La plupart remontent en effet aux années 1920-1930 et ont récemment été scannées et numérisées par la Bibliothèque nationale d’Israël, à Jérusalem.

Le projet, sponsorisé par le Fonds Arcadia, fait partie d’une entreprise de grande envergure menée par la bibliothèque pour mettre à la disposition du public 150 000 documents historiques, via Internet.

Raquel Ukeles, conservatrice de la collection Islam et Moyen Orient à la Bibliothèque nationale, a déclaré au Times of Israel, que près de la moitié des documents numérisés appartenaient à la bibliothèque, et la seconde moitié à des organisations et des archives partenaires à travers Israël qui autorisent l’institution à exposer les matériaux.

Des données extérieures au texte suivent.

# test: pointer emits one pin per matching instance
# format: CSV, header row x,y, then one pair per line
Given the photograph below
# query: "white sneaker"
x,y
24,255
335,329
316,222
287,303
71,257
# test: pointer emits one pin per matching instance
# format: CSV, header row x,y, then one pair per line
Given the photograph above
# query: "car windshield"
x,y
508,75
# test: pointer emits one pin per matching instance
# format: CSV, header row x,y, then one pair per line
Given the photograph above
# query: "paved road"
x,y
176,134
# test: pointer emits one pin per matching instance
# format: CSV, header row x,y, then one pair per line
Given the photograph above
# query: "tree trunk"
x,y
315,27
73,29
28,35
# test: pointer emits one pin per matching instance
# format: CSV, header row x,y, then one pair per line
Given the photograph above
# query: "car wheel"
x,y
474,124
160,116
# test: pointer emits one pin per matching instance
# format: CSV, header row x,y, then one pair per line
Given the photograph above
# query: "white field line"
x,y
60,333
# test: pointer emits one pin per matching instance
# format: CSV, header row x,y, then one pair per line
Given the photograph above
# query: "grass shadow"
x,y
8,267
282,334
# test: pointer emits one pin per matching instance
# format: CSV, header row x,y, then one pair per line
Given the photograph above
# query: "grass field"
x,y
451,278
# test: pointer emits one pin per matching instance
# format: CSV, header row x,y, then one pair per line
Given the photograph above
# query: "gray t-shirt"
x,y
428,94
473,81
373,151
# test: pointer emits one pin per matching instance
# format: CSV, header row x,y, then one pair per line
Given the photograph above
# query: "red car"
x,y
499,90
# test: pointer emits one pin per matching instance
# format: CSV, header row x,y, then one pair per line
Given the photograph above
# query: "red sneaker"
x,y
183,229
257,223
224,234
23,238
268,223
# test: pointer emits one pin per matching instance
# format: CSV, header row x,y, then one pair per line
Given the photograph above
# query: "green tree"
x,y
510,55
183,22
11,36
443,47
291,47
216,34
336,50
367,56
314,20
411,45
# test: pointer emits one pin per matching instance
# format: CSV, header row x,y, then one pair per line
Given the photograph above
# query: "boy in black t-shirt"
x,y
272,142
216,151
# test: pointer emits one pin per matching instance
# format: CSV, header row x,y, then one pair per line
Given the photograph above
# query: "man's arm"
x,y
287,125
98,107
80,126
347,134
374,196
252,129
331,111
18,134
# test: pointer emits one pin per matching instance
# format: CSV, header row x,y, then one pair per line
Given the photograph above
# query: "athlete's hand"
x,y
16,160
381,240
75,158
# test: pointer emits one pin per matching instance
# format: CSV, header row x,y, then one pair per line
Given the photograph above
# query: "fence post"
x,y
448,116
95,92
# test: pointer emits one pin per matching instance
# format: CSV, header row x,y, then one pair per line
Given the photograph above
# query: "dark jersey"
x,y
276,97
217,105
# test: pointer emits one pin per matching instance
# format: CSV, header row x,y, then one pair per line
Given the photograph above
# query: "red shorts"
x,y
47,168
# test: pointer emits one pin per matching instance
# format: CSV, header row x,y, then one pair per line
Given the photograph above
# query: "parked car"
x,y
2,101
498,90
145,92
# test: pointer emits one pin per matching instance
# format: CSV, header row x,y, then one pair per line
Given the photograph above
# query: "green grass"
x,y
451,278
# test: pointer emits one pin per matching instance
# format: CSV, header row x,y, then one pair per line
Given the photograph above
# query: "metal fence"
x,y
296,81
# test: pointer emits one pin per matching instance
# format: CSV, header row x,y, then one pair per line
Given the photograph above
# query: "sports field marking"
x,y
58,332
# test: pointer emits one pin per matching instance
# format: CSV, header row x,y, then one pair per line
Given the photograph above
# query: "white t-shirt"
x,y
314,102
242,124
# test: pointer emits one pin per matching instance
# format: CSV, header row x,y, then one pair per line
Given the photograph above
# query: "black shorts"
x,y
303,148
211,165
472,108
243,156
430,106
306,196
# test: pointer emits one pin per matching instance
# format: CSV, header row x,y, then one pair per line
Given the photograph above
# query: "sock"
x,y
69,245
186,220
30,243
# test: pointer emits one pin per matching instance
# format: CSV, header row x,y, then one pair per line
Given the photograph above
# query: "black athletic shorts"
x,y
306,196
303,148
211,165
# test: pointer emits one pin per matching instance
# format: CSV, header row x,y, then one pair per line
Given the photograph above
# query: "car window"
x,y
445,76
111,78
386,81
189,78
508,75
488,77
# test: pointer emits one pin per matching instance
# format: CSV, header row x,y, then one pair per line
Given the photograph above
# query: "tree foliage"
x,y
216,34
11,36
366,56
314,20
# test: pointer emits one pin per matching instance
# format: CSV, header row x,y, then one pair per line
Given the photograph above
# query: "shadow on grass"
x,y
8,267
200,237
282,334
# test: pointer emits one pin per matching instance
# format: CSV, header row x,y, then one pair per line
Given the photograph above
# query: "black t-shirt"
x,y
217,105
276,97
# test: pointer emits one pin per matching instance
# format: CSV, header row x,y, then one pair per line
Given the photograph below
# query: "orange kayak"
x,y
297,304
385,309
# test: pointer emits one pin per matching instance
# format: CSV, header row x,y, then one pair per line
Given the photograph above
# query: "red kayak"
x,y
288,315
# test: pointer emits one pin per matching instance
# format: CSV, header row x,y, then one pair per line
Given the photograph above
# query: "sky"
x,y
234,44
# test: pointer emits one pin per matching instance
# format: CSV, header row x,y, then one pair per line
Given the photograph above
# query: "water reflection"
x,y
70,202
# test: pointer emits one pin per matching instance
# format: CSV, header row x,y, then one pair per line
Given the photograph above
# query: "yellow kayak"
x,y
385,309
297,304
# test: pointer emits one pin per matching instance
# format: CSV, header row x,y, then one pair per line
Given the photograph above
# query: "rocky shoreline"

Compte tenu de la quasi-absence d’archives arabes en Israël, la bibliothèque nationale recherche activement des citoyens arabes, principalement dans le nord d’Israël, prêts à revendre leurs collections privées d’éphémères ou qui puissent leur permettre de les numériser, explique Ukeles.

Le projet de numérisation reste une course contre la montre pour préserver le matériel historique qui serait autrement perdu.

« Les gens que nous rencontrons nous disent ‘Je regrette que vous ne veniez que maintenant et pas il y a un mois, car je viens de jeter un tas de choses », dit-elle. « Nous pensons qu’il est important de préserver le matériel culturel dans l’Etat. »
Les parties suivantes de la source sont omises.